The steel motor vessel Meteor was launched from the yard of Jospeh L Meyer, Papenburg in 1966 for her owner Mr J Kahrs of Hamburg. She measured 74.7m x 11.9m x 5.2m and weighed 1359 gross tons. In 1972 she was purchased by Mariechen Tomford and renamed Sloman Barcelona before being purchased by her final owners, P/R Nordhuk of Neustadt in 1975 and named Nordhuk.
She was en route from Gothenburg to Liverpool with a cargo of grain in May 1976 under the command of her skipper H Butelrock with a crew of eleven men. After a perfect crossing of the North Sea and safe negotiation of the tidal waters of the Pentland Firth the crew relaxed for the second half of their voyage down the west coast of Scotland heading for their English destination. Perhaps the excellent weather conditions made the skipper and his mate over confident as the reason for the grounding of the ship is not too clear.
As they rounded Cape Wrath and headed south in the early hours of 2nd May the ship’s automatic pilot was engaged and a course set to take them through the Minch. It can only be deduced that the course set was either incorrectly calculated or that the navigation system was incorrectly set but it was to be a fatal mistake. The skipper went below leaving the mate in charge on the bridge but a few hours later was rudely awakened as the ship slammed onto unseen rocks at full speed in pitch darkness.

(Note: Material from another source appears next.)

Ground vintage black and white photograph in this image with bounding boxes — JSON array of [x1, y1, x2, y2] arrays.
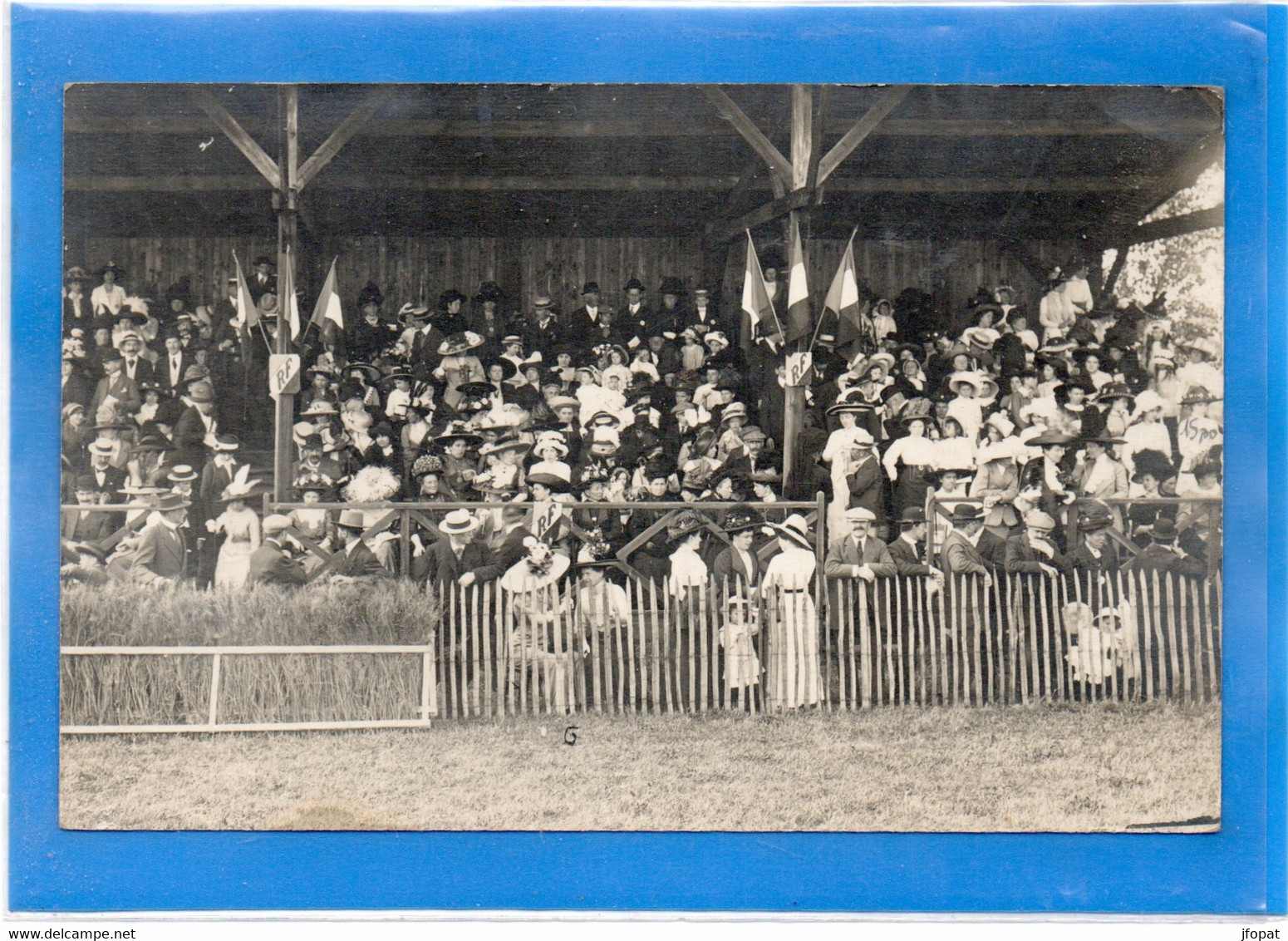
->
[[60, 84, 1225, 834]]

The SOS call from the ship was answered immediately and the lifeboat from Stornoway sped south to the scene. As the weather was calm the crew were reasonably safe as they awaited the arrival of the lifeboat but even so, by the time the lifeboat arrived, the decks were awash as water rushed in through a huge thirty foot gash in her side. The ship’s boats were made ready just in case and three other ships who had answered the distress call – the coasters Lancer and Silver Thorn and the Fleetwood trawler Wyre Defence – stood by but were not needed. The rescue went smoothly and the crew were ferried to Stornoway where they were looked after at the British Sailor’s Society Home.
The wreck of the Nordhuk lies in position 57°43.800’N, 006°17.833’W (WGS84) which is off the north east side of the small island of Eilean Trodday. For a few years after her grounding the the superstructure of the ship remained visible above water but by 1980 she had slipped off and disappeared into deeper water. The remaining wreckage is now well broken with stern section deepest and most in tact. Bow section totally demolished and closer in shore in shallower water with most in tact wreckage on rocky seabed at 28 metres.
The site is very exposed, often subject to large swells and swept by strong tidal streams making a dive at slack water the best alternative.